Unleash Compassion.
After a good rainstorm, it’s hard not to notice a pungent freshness oozing from green blades of grass or the sound of newly fallen runoff pouring down a nearby ravine.
Looking up, the clarity of the sky appears immaculate and sharp, infinite and deep. Yesterday’s dust has been blown away with the last of the cold raindrops, leaving us with a new perspective—an opportunity to see beyond what had once held us in a kind of self-imposed, grainy cocoon.

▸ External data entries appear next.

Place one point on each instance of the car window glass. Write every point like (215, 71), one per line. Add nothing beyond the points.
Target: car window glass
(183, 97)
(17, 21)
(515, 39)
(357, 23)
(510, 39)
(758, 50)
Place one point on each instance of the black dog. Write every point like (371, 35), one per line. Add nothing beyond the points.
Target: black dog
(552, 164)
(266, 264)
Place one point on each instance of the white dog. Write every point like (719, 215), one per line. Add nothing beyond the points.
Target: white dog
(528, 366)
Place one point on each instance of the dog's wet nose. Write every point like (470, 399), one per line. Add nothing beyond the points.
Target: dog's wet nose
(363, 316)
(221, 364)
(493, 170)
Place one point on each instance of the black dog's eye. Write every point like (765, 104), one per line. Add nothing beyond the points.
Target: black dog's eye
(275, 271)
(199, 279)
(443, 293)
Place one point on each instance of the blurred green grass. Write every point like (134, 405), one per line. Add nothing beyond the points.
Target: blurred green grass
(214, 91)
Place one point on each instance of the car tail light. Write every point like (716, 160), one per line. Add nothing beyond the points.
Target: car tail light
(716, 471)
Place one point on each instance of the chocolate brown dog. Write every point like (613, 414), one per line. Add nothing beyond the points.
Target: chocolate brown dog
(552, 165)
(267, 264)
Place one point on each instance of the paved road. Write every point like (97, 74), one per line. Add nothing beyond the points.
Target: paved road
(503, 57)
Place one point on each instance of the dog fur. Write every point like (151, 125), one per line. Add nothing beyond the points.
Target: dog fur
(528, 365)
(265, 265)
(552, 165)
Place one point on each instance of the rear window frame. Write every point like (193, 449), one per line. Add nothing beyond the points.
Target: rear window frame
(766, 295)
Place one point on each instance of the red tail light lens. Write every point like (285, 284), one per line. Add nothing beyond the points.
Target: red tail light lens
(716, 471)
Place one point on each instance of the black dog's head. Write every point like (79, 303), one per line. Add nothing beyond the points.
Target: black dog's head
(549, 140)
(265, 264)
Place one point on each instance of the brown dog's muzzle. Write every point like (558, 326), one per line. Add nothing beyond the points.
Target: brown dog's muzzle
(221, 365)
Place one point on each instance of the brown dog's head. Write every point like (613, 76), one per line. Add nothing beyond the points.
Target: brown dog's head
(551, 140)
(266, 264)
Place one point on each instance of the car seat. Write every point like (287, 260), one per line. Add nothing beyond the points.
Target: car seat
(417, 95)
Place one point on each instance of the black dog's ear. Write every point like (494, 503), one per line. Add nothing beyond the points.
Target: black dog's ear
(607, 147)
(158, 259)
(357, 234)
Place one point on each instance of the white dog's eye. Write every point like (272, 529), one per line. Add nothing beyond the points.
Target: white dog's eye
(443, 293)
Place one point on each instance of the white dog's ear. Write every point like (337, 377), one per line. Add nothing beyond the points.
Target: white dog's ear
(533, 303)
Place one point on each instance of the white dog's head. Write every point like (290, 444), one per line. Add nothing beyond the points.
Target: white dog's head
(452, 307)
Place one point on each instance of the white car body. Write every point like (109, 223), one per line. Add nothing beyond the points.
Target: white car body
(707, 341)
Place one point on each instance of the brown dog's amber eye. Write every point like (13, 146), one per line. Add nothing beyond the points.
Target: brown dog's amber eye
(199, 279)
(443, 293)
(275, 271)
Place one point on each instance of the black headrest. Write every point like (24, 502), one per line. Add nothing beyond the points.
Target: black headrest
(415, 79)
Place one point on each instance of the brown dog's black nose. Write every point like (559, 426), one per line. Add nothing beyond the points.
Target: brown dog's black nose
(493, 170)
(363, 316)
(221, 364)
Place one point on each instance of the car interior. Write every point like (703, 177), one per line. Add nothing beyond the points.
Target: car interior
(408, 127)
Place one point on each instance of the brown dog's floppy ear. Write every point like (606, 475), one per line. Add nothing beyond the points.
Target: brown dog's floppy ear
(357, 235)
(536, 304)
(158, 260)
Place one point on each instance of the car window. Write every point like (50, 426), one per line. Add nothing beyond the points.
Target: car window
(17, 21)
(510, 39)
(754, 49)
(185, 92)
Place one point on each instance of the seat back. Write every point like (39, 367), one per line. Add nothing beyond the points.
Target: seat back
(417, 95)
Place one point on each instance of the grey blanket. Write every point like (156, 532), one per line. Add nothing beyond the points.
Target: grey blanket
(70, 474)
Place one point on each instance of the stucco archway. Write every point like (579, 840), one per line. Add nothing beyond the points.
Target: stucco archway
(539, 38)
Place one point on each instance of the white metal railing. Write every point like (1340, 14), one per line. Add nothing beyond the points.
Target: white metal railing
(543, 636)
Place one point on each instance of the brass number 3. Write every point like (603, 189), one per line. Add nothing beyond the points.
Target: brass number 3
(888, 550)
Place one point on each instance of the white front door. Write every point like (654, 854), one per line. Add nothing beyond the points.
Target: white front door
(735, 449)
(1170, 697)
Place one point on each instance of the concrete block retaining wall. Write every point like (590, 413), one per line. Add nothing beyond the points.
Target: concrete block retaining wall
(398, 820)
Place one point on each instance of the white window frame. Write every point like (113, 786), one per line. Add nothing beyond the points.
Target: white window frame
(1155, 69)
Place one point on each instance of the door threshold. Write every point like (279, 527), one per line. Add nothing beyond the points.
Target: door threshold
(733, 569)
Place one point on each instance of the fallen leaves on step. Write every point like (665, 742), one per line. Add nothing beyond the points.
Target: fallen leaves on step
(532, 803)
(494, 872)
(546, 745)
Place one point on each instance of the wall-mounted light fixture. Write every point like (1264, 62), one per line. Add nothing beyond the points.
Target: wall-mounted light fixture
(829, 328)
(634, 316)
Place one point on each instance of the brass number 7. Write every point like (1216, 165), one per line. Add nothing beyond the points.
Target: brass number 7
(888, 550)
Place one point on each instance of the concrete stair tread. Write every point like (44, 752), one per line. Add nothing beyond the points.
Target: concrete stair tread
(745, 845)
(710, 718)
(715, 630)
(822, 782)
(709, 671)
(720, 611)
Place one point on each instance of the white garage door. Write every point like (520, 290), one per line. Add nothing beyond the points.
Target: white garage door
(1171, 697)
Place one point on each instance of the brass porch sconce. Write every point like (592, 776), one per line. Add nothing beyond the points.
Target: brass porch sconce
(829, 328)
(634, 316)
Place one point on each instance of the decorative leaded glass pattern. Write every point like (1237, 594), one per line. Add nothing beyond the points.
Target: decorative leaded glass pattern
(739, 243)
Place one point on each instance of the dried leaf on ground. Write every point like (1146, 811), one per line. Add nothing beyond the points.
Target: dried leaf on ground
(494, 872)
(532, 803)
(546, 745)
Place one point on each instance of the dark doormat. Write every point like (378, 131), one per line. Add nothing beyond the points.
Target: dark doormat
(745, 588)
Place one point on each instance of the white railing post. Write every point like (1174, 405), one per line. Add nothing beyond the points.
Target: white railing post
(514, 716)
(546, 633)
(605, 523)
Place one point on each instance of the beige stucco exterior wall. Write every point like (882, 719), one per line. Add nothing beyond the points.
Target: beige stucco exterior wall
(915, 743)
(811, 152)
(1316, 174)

Storms can be evocative phenomena because they fall in step with what’s rough and cold in our inner regions as well. Our inner storms can push us into a metaphorical hut while we hunker down and wait out the thunder and sleet, until the hut becomes a new world for us to not only inhabit, but then to arduously maintain. In the inner regions, where there’s no logic or reason capable of confining the wilderness, storms don’t just blow in from the jet stream, they remain part of the territory, billowing up and unleashing themselves when conditions are ripe.
What might it be like to embrace storms, to notice the bulbous cumulonimbus clouds and the soothing, primordial sound of rain, even if it’s uncomfortable and against the urge of our mind to leap into something small and confined? This counterintuitive, compassionate move might change our lives.
This human mind is very interesting. It likes to add things up, build comforting worlds to inhabit and believe in, fall prey to addictive behavior patterns, and attract things that might lead to more of the same—more of what’s comfortable. Oddly enough, these mind-made realities often revolve around smallness: judgment, fears, old injuries and quick reactions.
One of Buddha’s most evocative questions was, “are you ready for this happiness?”—which implies, are we ready to drop everything, including our cherished beliefs, and just be here, free? In a strange way we might find that the mind has a tendency to steadfastly hold onto the past in a way that binds us to narrowness. It likes the hut and even when you try to leave it time and time again, it continues to twist your attempts toward freedom back into the doorway of the hut. And that of course, is perfectly fine.
The great lesson of mindfulness, of being, is noticing and allowing.
We don’t break the mind through fighting it, we just sit with it and watch it run around. Through presence, the boundaries between the hut and the outer wilderness disappear. This is freedom. Even if we experience pure being for one second, it’s enough room for the possibility of a transformation.
The vastness of compassion runs something like this: through being open and present, compassion emerges naturally from the unknown depths into our daily experience. There are no morals, no commandments, and certainly, no obsession with adultery when we enter the now—although there could be a little humor (put on that Medieval chain chastity belt and throw away the key sweetheart! I’ll be back in six years!).
The person who didn’t call you the other day and the man who yelled at you in traffic a moment ago aren’t here in this moment. All that remains is the vastness of the now—a chance to sit and be, a chance to allow what is innate to flow from your heart. Again, Buddha’s words ring out, “Are you ready for this happiness?”
The Japanese Zen poet, Ikkyu wrote:
“I almost lost my mind
Between studying and severe
Training.
But life’s most valuable thing really
Is the fisherman’s songs.Along the Hsiao River,
There’s sunset and rain,
Clouds and moon
Excellence beyond words
Singing night after night.”
The poem is so simple and yet it paints a beautiful picture that can be placed against the texture of our lives now. We can run in circles inside the confines of our metaphorical hut and honk in traffic, but if we’re quiet enough and present enough, we might catch the distant hum of the fisherman’s song: wind in the trees, a soft lighting in the crisp December air… a continuous, unexhausted stream of “excellence beyond words singing night after night” that happens to swirl around us moment after moment.
What might it be like to wear Ikkyu’s eyes and hear with Ikkyu’s ears? And what might it be like to enter into the vastness of Ikkyu’s mind—the same one sitting in our own skull? We might feel like we’re taking some insanely powerful drug where the world is vibrant and alive beyond description; where it’s uninhibited by the smallness of our thoughts. And then the real change could take place: the original sense of “ecstatic-ness” might become ordinary and humbling, providing us with the nourishment we need to be happy, reverent, wise, and content.